Rejection of nurture, especially of the hard type, is a judgement based on conservative Protestant-derived beliefs about individuality and responsibility; despite the fact that those ideas directly contradict the myth of inherent evil. Somehow a dual belief that some people are just born evil, but that it is also their own fault, have existed simultaneously without much scrutiny. This is a common feature of the stoic patriarchal virtues of Protestantism and industrial capitalism, hypocrisy informed by self-righteous certainty.

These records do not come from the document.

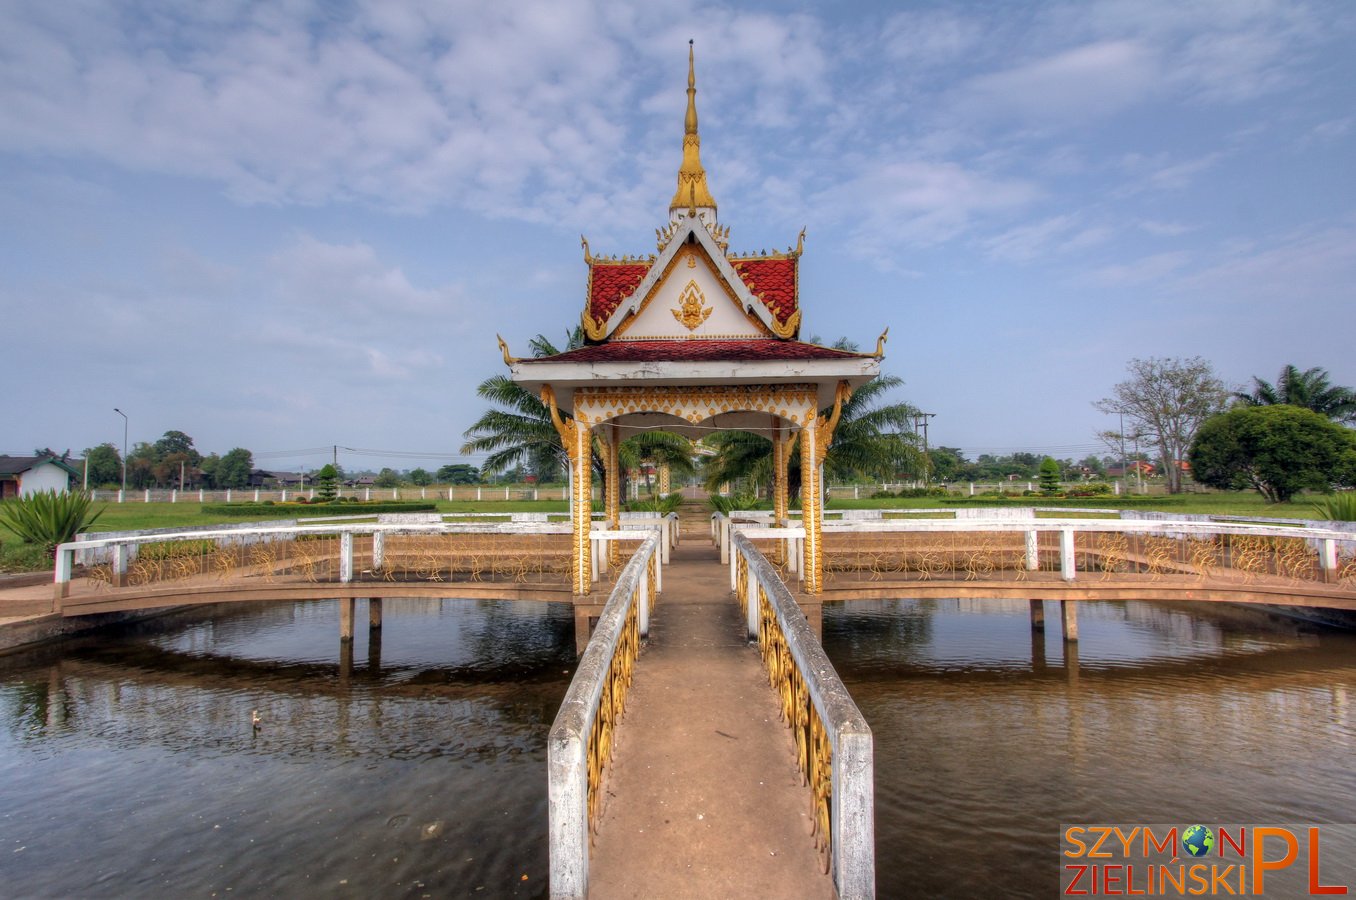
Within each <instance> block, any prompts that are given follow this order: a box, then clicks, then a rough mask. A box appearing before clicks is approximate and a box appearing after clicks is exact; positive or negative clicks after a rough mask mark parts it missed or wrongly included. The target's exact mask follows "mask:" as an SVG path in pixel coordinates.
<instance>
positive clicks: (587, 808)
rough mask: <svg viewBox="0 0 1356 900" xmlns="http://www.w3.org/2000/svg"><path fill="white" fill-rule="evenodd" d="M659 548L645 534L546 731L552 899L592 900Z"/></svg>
mask: <svg viewBox="0 0 1356 900" xmlns="http://www.w3.org/2000/svg"><path fill="white" fill-rule="evenodd" d="M614 534H631V535H636V534H637V533H636V531H628V533H614ZM660 544H662V537H660V534H658V533H655V531H651V533H648V534H644V535H643V541H641V542H640V548H639V549H637V550H636V552H635V553H633V554H632V556H631V558H629V560H628V561H626V564H625V567H624V568H622V569H621V573H620V575H618V576H617V583H616V586H614V587H613V590H612V594H610V596H609V598H607V603H606V605H605V606H603V610H602V615H601V617H599V618H598V626H597V629H595V630H594V634H593V638H591V640H590V641H589V647H587V648H586V649H584V652H583V656H582V657H580V659H579V667H578V670H576V671H575V676H574V679H572V680H571V682H570V689H568V691H567V693H565V699H564V702H561V705H560V712H559V713H557V714H556V721H555V722H553V724H552V727H551V736H549V739H548V743H546V769H548V781H549V786H548V794H549V819H551V825H549V828H551V834H549V842H551V896H552V897H584V896H587V893H589V847H590V843H591V835H593V834H594V831H595V830H597V827H598V816H599V812H601V811H599V801H601V798H602V779H603V771H605V769H606V767H607V764H609V763H610V762H612V748H613V736H614V731H616V728H617V724H618V722H620V721H621V716H622V710H624V709H625V705H626V693H628V690H629V687H631V679H632V674H633V670H635V663H636V657H637V655H639V653H640V641H641V638H643V637H645V636H647V634H648V633H650V610H651V609H652V606H654V600H655V595H656V592H658V591H659V590H662V586H660V583H659V556H660Z"/></svg>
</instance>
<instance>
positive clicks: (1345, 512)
mask: <svg viewBox="0 0 1356 900" xmlns="http://www.w3.org/2000/svg"><path fill="white" fill-rule="evenodd" d="M1309 506H1311V507H1313V508H1314V511H1315V512H1317V514H1318V518H1319V519H1328V520H1329V522H1356V491H1348V492H1345V493H1334V495H1332V496H1329V497H1323V499H1322V500H1314V502H1313V503H1310V504H1309Z"/></svg>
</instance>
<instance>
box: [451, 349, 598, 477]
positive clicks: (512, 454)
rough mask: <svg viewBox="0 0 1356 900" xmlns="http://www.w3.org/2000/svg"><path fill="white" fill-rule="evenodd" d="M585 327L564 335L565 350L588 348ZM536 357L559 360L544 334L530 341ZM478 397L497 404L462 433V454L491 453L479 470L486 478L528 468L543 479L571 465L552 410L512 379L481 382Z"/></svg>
mask: <svg viewBox="0 0 1356 900" xmlns="http://www.w3.org/2000/svg"><path fill="white" fill-rule="evenodd" d="M583 337H584V336H583V328H575V329H574V331H572V332H570V333H568V335H567V336H565V340H567V343H565V350H575V348H578V347H582V346H583ZM529 347H530V348H532V355H533V356H534V358H538V359H540V358H541V356H555V355H556V354H557V352H561V351H559V350H556V347H555V344H552V343H551V340H549V339H548V337H546V336H545V335H537V336H536V337H533V339H532V340H530V342H529ZM476 393H477V394H480V396H481V397H484V398H485V400H488V401H491V403H494V404H496V408H492V409H487V411H485V413H484V415H481V416H480V417H479V419H476V422H475V423H473V424H472V426H471V427H469V428H466V431H465V432H464V434H462V436H464V438H466V442H465V443H462V445H461V451H462V453H488V454H490V455H487V457H485V461H484V462H483V464H481V466H480V470H481V472H483V473H484V474H487V476H488V474H496V473H500V472H507V470H510V469H513V468H514V466H519V465H521V466H523V468H525V469H527V470H529V472H534V473H538V474H545V473H559V472H560V470H561V469H563V468H564V466H567V465H568V457H567V455H565V449H564V447H563V446H561V443H560V434H559V432H557V431H556V426H555V424H552V420H551V408H549V407H548V405H546V404H544V403H542V401H541V397H538V396H537V394H534V393H532V392H530V390H526V389H525V388H523V386H522V385H519V384H518V382H517V381H514V380H513V378H510V377H509V375H503V374H500V375H491V377H490V378H485V380H484V381H481V382H480V386H477V388H476ZM594 470H595V472H598V473H601V472H602V458H601V457H599V455H598V453H597V450H595V451H594Z"/></svg>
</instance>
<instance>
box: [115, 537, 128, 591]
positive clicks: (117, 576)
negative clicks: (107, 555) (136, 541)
mask: <svg viewBox="0 0 1356 900" xmlns="http://www.w3.org/2000/svg"><path fill="white" fill-rule="evenodd" d="M130 556H132V546H130V545H126V544H114V545H113V586H114V587H122V586H123V584H126V583H127V560H129V557H130Z"/></svg>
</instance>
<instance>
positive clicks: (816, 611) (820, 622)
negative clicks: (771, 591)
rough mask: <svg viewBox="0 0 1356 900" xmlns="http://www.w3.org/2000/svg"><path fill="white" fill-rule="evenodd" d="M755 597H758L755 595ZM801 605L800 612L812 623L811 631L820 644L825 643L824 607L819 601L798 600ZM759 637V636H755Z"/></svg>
mask: <svg viewBox="0 0 1356 900" xmlns="http://www.w3.org/2000/svg"><path fill="white" fill-rule="evenodd" d="M753 596H755V598H757V596H758V595H757V594H754V595H753ZM797 603H800V611H801V613H804V614H805V621H807V622H810V630H811V632H814V633H815V637H818V638H819V642H820V644H823V642H824V605H823V603H820V602H818V600H797ZM754 637H755V638H757V637H758V636H757V634H755V636H754Z"/></svg>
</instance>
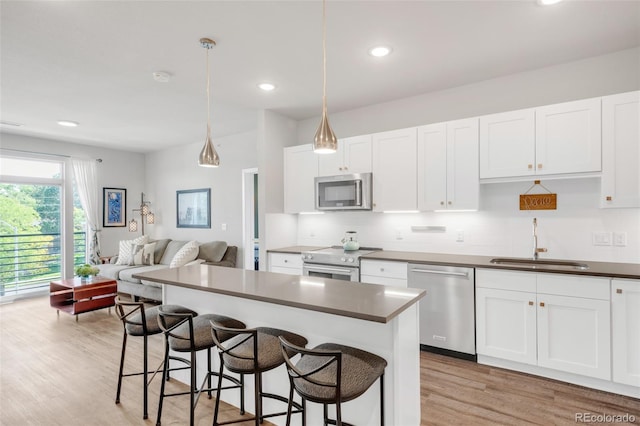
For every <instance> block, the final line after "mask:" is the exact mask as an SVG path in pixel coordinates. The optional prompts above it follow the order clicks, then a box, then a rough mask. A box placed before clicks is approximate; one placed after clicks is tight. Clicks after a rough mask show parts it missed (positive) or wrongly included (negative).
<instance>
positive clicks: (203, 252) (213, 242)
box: [198, 241, 227, 262]
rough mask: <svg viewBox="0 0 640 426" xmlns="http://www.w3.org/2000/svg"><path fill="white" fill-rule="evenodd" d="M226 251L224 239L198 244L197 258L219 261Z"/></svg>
mask: <svg viewBox="0 0 640 426" xmlns="http://www.w3.org/2000/svg"><path fill="white" fill-rule="evenodd" d="M226 251H227V243H226V242H225V241H211V242H209V243H204V244H200V252H199V253H198V259H203V260H204V261H205V262H220V261H221V260H222V257H223V256H224V253H225V252H226Z"/></svg>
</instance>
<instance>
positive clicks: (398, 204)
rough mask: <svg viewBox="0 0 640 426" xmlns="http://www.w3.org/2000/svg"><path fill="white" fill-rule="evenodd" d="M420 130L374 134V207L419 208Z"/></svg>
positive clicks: (388, 208)
mask: <svg viewBox="0 0 640 426" xmlns="http://www.w3.org/2000/svg"><path fill="white" fill-rule="evenodd" d="M416 153H417V130H416V128H415V127H412V128H409V129H401V130H394V131H390V132H383V133H376V134H374V135H373V210H374V211H405V210H417V208H418V202H417V192H418V191H417V181H418V179H417V167H418V166H417V164H418V162H417V160H416Z"/></svg>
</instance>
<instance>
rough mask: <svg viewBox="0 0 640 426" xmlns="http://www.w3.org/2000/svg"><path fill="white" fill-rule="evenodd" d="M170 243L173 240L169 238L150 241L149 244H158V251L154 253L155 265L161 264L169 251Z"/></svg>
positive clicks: (153, 262) (157, 250)
mask: <svg viewBox="0 0 640 426" xmlns="http://www.w3.org/2000/svg"><path fill="white" fill-rule="evenodd" d="M170 241H171V239H169V238H164V239H161V240H152V239H150V240H149V243H156V249H155V250H154V251H153V263H160V261H161V260H162V255H163V254H164V251H165V250H166V249H167V245H168V244H169V242H170Z"/></svg>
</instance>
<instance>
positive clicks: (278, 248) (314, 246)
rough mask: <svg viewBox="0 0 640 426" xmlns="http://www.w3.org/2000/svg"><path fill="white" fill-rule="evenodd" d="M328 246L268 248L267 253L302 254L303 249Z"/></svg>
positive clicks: (305, 246)
mask: <svg viewBox="0 0 640 426" xmlns="http://www.w3.org/2000/svg"><path fill="white" fill-rule="evenodd" d="M323 248H326V246H323V247H320V246H291V247H283V248H277V249H268V250H267V253H289V254H301V253H302V252H303V251H312V250H320V249H323Z"/></svg>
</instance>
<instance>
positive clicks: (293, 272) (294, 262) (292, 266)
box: [268, 253, 302, 275]
mask: <svg viewBox="0 0 640 426" xmlns="http://www.w3.org/2000/svg"><path fill="white" fill-rule="evenodd" d="M268 257H269V272H279V273H281V274H289V275H302V257H301V255H300V254H298V253H269V256H268Z"/></svg>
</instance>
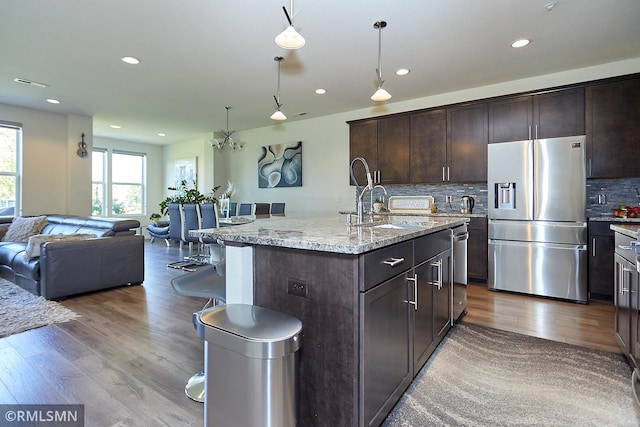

This is why philosophy matters. The unexamined life may yet be worth living, but it is doubtlessly lived below the threshold of its potential. When we do not deeply examine our most basic beliefs, when we do not scrutinize the seemingly self-evident, then we become lost in a prison of belief from which mobility and adaptation become nearly impossible; if strived for at all.

In America our failure to sort out fallacious thinking in these regards is likely playing a major role in the crisis of violence evident in endless global warfare, institutional abuses and rapidly increasing incidents of mass murder. We continue to judge the individuals responsible, or to blame the tools they use, but completely fail to create a constructive dialogue about real causes and solutions. The myth of inherent evil asks only who, how and what, while failing to address the biggest question of all. The question that could show us when and where to turn this mess around.


Evil is that which happens when we do not extend our will to prevent its cause due to pervasive beliefs in preternatural forces. They are symptoms born in a blind spot of self-fulfilling prophecy that ignores the disease and blames the sick. Blaming evil is the surest way of creating whatever it is we believe evil to be.



11 thoughts on “The Belief In Evil Is the Closest Thing There Is To Evil

    1. Hey Robert…
      I tried taking a look around your blog, but saw no other content besides the repost you so kindly honored me with. Is there really nothing else there, or are there some site issues, or am I being a total dumbass?

      Liked by 1 person

  1. Blaming evil is a zero-sum game, which of course is self-perpetuating. If there is bad behaviour that is organically-based, then it can be corrected through medicine, diet, surgery, etc. If there is bad behaviour that is socially-based, then the hard work of inclusion, containment and and correction (sometimes, but not always, including confinement) needs to be engaged. There is no bad behaviour that is caused by “evil spirits”; sorry.